Terrorist Attacks on U.S. Soil by Group, From 1980 to 2005, According to FBI Database

When I dug deeper, I found the FBI report and the federal definition of terrorism. It is intuitively satisfying: “the unlawful use of force and violence against persons or property to intimidate or coerce a government, the civilian population, or any segment thereof, in furtherance of political or social objectives” (28 C.F.R. Section 0.85).

So, terrorism according to the USA, is using force to intimidate or harm for political objectives. Fair enough. But this isn’t the definition the FBI used for the report. Instead, when collecting numbers about domestic terrorism, they used: “unlawful use, or threatened use,” In other words, for domestic classification they used threats of terrorism rather than terrorist acts. This too makes sense. Threats intimidate and the purpose of violence is often to make threats credible.

Interestingly, the FBI didn’t use threats to define international terrorism. There terrorism refers to “violent acts or acts dangerous to human life,” intended to coerce, that are against the law in the US or other states. Why would they use a different definition domestically and internationally? The cynic in me wonders if they want to increase the numbers for political purposes, but the realist guesses that since their job is to stop acts based on threats, domestic threats are just more serious to the FBI than international ones. I hope it’s the latter, of course.

Europol’s definition was harder to find; it was in a very long report available as a PDF. They distinguished threat statements and terrorist attacks. Here is the data for 2010 in Europe:

• 249 terrorist attacks
• 611 individuals arrested for terrorist
related offences
• 46 threat statements against EU
Member States
• 307 individuals tried for terrorism charges

There is a lot more terrorism than I knew. And if you want details, both the FBI and the Euro Pol reports provide them. But what is most surprising to me is that terrorism includes everything from burglary, to taking animals from laboratories, to vandalism, to bombing and kidnapping. What distinguishes these acts from other crimes is the intentions. If the purpose of an act or threat is to influence governments and policy, then it’s terrorism.

Philosophers spend a lot of time arguing about how to gauge the moral worth of something. Do we judge an act by the intention or by the consequences? Is saving a baby from drowning equally good, for example, if you do it to get famous instead of doing it to save a life? It seems that in the case of terrorism, this debate has been resolved. It doesn’t matter if an act is just a threat or if it’s actually carried out, it doesn’t matter if someone spray paints a message or kills 3,000 people. What does matter is the motivation behind the act. If the purpose is political, then it is a terrorist act.

But this means that the same act is going to be punished in a variety of ways and a terrorist threat may have more consequences than a random murder of a stranger. I’m not sure if I’m comfortable with this.

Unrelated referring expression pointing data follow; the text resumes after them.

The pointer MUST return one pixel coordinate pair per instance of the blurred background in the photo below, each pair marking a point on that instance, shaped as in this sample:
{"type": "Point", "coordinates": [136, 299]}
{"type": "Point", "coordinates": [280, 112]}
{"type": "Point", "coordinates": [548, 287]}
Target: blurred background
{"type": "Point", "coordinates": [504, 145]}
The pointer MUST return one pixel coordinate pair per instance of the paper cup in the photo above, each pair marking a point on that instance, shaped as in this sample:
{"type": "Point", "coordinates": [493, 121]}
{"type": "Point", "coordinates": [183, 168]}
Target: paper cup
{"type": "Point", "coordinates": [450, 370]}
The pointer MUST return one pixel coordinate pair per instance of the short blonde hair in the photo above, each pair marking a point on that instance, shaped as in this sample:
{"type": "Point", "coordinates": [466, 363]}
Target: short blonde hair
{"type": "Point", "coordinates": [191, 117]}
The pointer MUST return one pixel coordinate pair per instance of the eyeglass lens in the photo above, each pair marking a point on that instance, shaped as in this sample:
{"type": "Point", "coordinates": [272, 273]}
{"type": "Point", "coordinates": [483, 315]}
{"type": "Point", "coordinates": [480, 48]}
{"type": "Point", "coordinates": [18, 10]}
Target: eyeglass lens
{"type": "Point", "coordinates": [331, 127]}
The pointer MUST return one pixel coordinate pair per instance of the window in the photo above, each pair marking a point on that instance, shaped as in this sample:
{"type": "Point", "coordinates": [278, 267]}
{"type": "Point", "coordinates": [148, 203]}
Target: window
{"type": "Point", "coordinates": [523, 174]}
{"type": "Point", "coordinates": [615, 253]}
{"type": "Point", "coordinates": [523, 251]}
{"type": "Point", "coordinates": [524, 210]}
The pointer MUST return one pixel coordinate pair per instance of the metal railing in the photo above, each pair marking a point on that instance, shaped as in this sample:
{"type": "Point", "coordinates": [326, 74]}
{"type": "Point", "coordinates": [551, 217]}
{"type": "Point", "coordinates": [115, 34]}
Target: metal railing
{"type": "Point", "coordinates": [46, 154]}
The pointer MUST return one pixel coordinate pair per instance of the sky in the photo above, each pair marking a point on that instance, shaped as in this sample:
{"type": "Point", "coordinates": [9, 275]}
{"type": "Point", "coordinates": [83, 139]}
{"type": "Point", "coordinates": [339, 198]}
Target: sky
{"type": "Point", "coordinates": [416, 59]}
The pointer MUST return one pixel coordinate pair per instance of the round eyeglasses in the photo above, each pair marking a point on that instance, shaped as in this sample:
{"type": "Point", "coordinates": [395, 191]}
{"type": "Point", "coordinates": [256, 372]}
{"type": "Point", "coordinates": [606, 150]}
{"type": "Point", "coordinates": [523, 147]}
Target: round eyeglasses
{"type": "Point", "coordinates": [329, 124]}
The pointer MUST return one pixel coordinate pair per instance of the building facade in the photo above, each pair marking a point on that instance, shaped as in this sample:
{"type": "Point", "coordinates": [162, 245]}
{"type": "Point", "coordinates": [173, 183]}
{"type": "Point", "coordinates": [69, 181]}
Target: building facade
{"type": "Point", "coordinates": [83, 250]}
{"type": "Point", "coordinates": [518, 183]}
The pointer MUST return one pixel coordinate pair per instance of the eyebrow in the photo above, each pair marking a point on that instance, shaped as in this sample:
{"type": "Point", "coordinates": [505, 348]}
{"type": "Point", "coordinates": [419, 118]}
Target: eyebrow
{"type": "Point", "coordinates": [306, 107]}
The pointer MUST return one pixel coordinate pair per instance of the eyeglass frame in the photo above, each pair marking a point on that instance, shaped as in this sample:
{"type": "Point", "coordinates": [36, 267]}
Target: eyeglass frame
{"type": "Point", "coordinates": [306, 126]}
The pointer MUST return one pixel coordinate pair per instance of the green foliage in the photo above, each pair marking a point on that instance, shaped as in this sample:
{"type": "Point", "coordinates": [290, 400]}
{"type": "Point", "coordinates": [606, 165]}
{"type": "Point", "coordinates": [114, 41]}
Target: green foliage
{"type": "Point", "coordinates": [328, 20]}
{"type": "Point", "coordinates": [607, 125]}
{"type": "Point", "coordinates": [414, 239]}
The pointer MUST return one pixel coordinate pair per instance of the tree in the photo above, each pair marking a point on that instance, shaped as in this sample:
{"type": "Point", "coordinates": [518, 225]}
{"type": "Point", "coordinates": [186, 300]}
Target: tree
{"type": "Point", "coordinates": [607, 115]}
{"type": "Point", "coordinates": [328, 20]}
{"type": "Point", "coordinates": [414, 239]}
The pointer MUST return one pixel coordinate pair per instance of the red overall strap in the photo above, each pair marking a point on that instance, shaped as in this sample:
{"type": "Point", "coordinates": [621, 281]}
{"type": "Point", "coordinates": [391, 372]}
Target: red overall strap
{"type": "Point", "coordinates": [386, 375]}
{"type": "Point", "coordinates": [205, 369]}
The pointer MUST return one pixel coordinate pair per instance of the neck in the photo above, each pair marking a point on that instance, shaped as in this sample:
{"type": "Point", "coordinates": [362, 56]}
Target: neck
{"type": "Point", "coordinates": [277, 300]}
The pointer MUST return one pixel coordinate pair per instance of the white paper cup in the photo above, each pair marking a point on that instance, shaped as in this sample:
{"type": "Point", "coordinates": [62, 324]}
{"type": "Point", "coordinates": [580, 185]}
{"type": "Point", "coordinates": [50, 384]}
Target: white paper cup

Furthermore, as a friend once said to me (I’m paraphrasing, here), a murder is a murder, whether it’s because you don’t like the individual or you hate them because of the color of their skin. The consequences are the same. She was talking about “hate crimes,” and I don’t know that I agree, but the underlying question is the same: how much should someone’s motive matter in a crime? Isn’t it the harm that’s done that matters? In the case of terrorism, we can ask whether attacking a state is more serious than attacking a person. Relatives and friends of the victim might not agree that it is.

I am glad Loonwatch is out there; Islamophobia needs to be recorded and curbed. The data is tremendously interesting and frightening, and it shows, yet again, that many people are much frightened of Muslims in general, and they shouldn’t be. But as always, anytime we try to define anything, there are a myriad of philosophical issues that complicate the issue. Nothing, not even recording a list of terrorist incidents, is straight forward. Our definition is going to heavily influence our data and our motivation is going to affect our definition. Objectivity, as always, is very hard to find.